A graduate from the Saint Luc Institute of Fine Arts in Liege in 1987, the artist followed her studies of painting with training in engraving and lithography, first with Marc Laffineur in Liege, and then at the night classes at the school of art in Verviers with Michel Barzin.
Béatrice Graas has been a member of the group Impression(s) since 2004. www.cultureplus.be
Her visual vocabulary is linked to childhood, to the joy of creating, to freedom and to spontaneity. She translates the purity of her universe through vivid, bright colour.
In her paintings we find people, imaginary and familiar animals and a series of graffiti and textual fragments that reveal a child-like aspect.
“The pleasure of spreading out colour with largesse, of inundating the canvas with yellow, blue, green, adding fitting graphic elements that invigorate these large painted expanses.

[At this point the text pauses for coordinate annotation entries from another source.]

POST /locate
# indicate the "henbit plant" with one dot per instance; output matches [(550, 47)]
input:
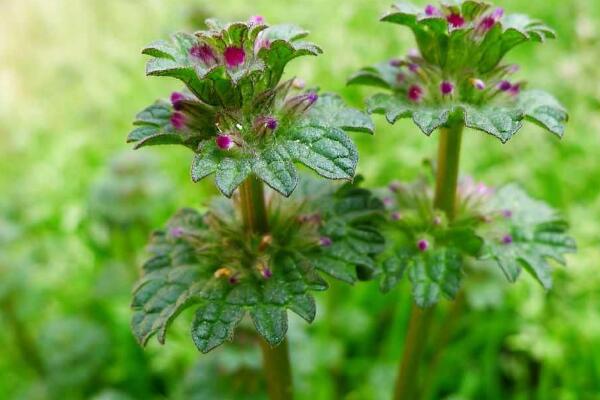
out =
[(247, 127), (458, 79)]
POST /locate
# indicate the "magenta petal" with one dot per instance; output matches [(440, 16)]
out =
[(234, 56), (224, 142)]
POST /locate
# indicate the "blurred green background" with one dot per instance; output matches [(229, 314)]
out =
[(77, 205)]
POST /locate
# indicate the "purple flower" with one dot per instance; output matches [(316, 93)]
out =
[(478, 84), (177, 99), (265, 271), (178, 120), (325, 241), (515, 89), (205, 53), (432, 11), (455, 20), (224, 142), (396, 62), (446, 87), (176, 231), (298, 83), (234, 56), (504, 86), (415, 93), (394, 186), (256, 20), (423, 245), (413, 67)]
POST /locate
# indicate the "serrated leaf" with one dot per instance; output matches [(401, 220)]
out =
[(270, 322), (331, 111), (326, 150), (544, 110), (231, 172), (214, 323), (536, 234), (275, 167)]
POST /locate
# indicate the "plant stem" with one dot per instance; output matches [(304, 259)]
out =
[(420, 319), (276, 360)]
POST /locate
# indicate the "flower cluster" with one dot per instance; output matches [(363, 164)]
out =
[(503, 225), (237, 115), (458, 73)]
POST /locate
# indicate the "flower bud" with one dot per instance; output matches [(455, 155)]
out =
[(224, 142), (478, 84), (234, 56), (415, 93), (423, 245), (325, 241), (177, 100), (446, 87), (256, 20), (205, 53), (455, 20)]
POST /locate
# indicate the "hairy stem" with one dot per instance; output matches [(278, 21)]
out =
[(276, 360), (420, 319)]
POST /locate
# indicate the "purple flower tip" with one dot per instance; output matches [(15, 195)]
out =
[(234, 56), (325, 241), (432, 11), (205, 53), (515, 89), (413, 67), (299, 83), (176, 231), (504, 86), (478, 84), (415, 93), (396, 62), (178, 120), (446, 88), (257, 20), (455, 20), (224, 142), (271, 123), (176, 99), (394, 186)]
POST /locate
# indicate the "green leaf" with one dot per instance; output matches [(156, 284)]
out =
[(275, 167), (326, 150), (544, 110), (205, 163), (214, 323), (537, 234), (433, 273), (331, 111), (231, 172)]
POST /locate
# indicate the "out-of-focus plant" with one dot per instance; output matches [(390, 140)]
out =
[(256, 255), (457, 78)]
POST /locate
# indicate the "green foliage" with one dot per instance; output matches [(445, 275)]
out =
[(238, 118), (210, 261), (459, 74), (536, 234), (505, 225)]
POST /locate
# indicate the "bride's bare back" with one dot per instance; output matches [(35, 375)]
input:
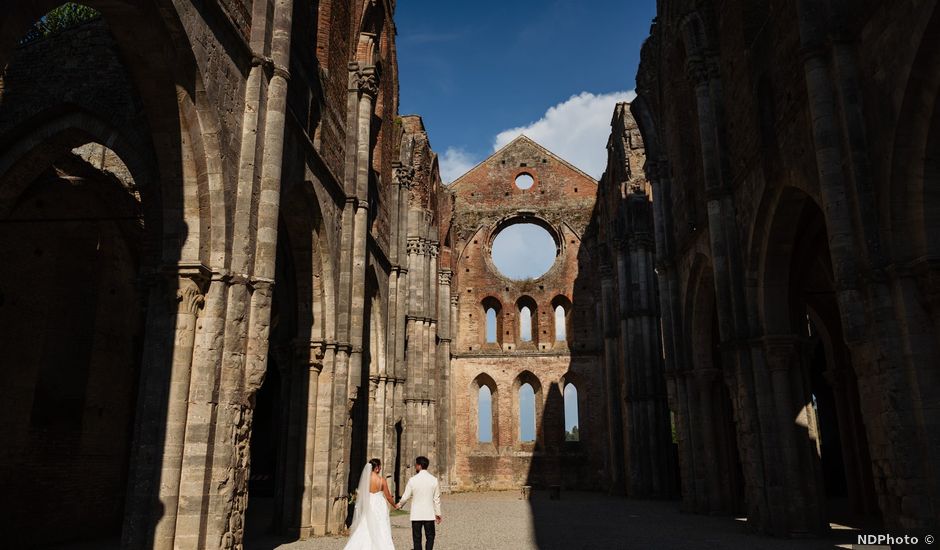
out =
[(378, 484)]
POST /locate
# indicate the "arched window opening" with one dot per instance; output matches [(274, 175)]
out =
[(571, 414), (561, 333), (491, 328), (526, 413), (484, 415), (525, 324), (491, 325)]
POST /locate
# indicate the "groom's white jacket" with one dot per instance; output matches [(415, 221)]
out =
[(427, 496)]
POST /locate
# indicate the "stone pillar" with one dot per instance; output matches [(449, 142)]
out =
[(443, 394), (612, 380), (189, 295), (781, 355), (202, 411), (311, 369), (367, 84)]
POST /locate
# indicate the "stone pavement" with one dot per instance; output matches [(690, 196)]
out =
[(496, 520)]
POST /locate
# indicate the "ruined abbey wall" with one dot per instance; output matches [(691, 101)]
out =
[(486, 201), (789, 153)]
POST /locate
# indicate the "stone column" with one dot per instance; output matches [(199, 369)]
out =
[(320, 485), (367, 84), (612, 380), (189, 295), (443, 394), (312, 368), (781, 354), (201, 415)]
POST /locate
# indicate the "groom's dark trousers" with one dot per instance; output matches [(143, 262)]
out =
[(428, 532)]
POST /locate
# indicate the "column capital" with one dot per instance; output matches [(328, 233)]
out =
[(367, 81), (413, 245), (780, 350), (189, 296), (405, 176)]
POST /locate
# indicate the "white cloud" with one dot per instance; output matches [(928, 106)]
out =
[(576, 129), (454, 163)]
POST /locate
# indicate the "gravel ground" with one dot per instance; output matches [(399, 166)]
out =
[(497, 520)]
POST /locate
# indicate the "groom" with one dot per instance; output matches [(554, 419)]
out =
[(426, 508)]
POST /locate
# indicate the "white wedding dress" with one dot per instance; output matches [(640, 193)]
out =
[(371, 528)]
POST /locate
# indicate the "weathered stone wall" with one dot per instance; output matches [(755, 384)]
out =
[(486, 200), (792, 260), (274, 253), (621, 235)]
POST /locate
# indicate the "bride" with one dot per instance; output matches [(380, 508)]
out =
[(371, 529)]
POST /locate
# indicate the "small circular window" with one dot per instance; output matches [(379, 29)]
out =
[(524, 251), (524, 181)]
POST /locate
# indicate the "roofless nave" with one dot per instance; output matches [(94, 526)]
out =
[(231, 274)]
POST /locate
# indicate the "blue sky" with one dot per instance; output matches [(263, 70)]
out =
[(481, 72)]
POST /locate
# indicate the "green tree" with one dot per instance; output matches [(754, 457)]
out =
[(58, 19)]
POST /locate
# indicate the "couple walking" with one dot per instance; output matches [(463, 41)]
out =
[(371, 528)]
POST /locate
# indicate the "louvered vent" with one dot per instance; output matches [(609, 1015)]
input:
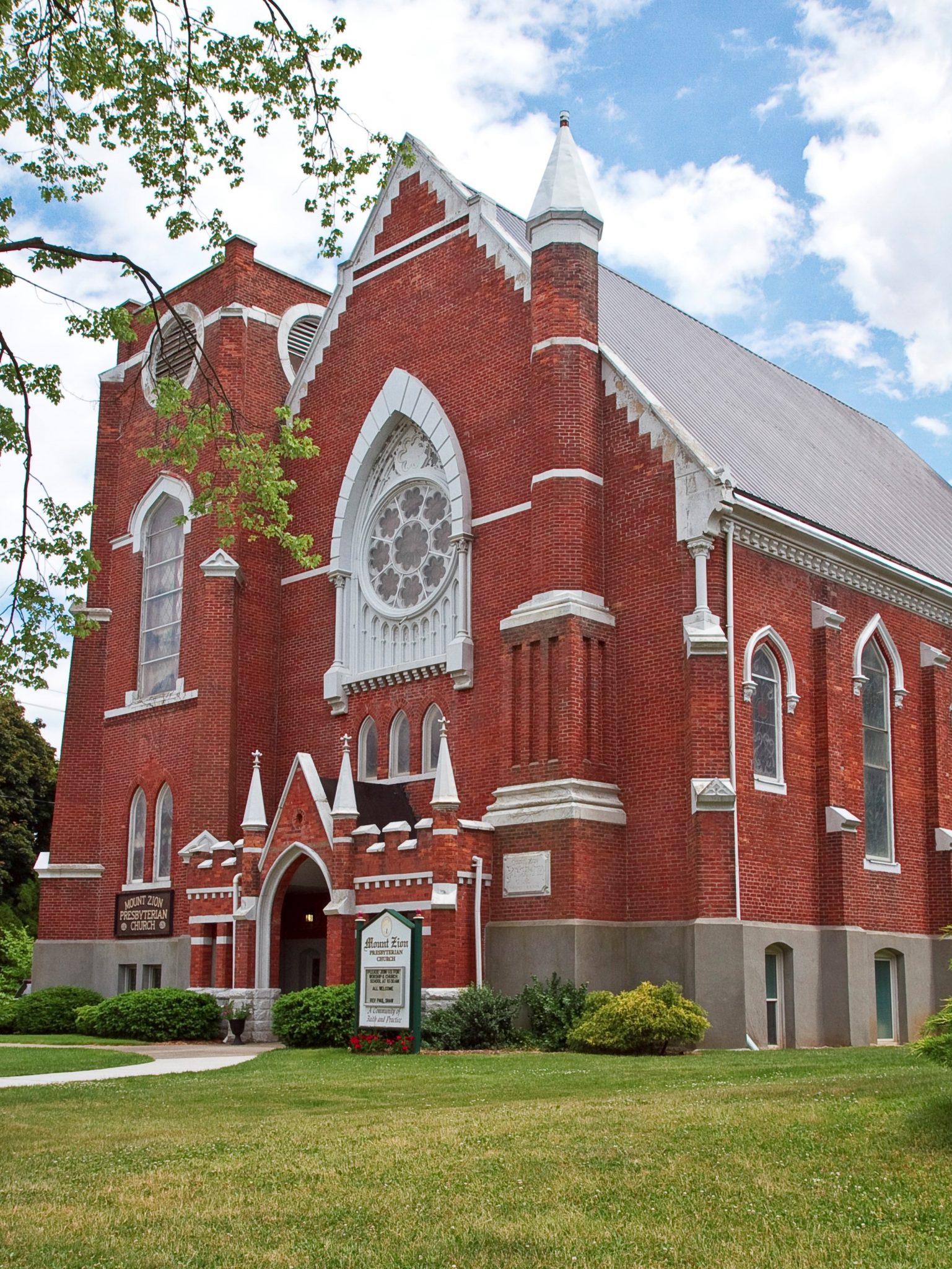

Collages and photographs conjured up out of daily life, as it were.
As if by chance, “foreign bodies” from an unknown place, these cryptic messages.
Unexpected, surprising, playful, even humorous.
Deliberately or voluntarily free and light, unconstrained.
The paradise of a rediscovered childhood?”
Pierre Deuse 2007
Her engravings are based around images and texts. The contrasts between the colours and the words intensify the artistic message of the artist.
From the various techniques of printmaking, she focuses on relief engraving, that is, on linocuts.
“Béatrice Graas unites images and words, a convergence of expressions, in order to attain the themes of her engravings. Explosions of colours, vibrations of letters and friendly animals are assembled so as to evoke the world of the circus or a wild jungle or tame animals and brings the memories of real and imaginary journeys to the fore. An entire menagerie comes along in the wink of a knowing eye. Each linocut has been made from an impression, from a wonder, and transforms itself into an enigma. That which cannot be said thus uses the metaphor of the animal to better capture the fantasies of childhood or to express the sophisticated thoughts of someone now adult. Although it reminds us of our first schoolbook, it reveals an often critical understanding and makes us confront our problems with joy and humour. Viewed as a piece, this is a strong and colourful body of work, and, like its creator, it is both light-hearted and tender”.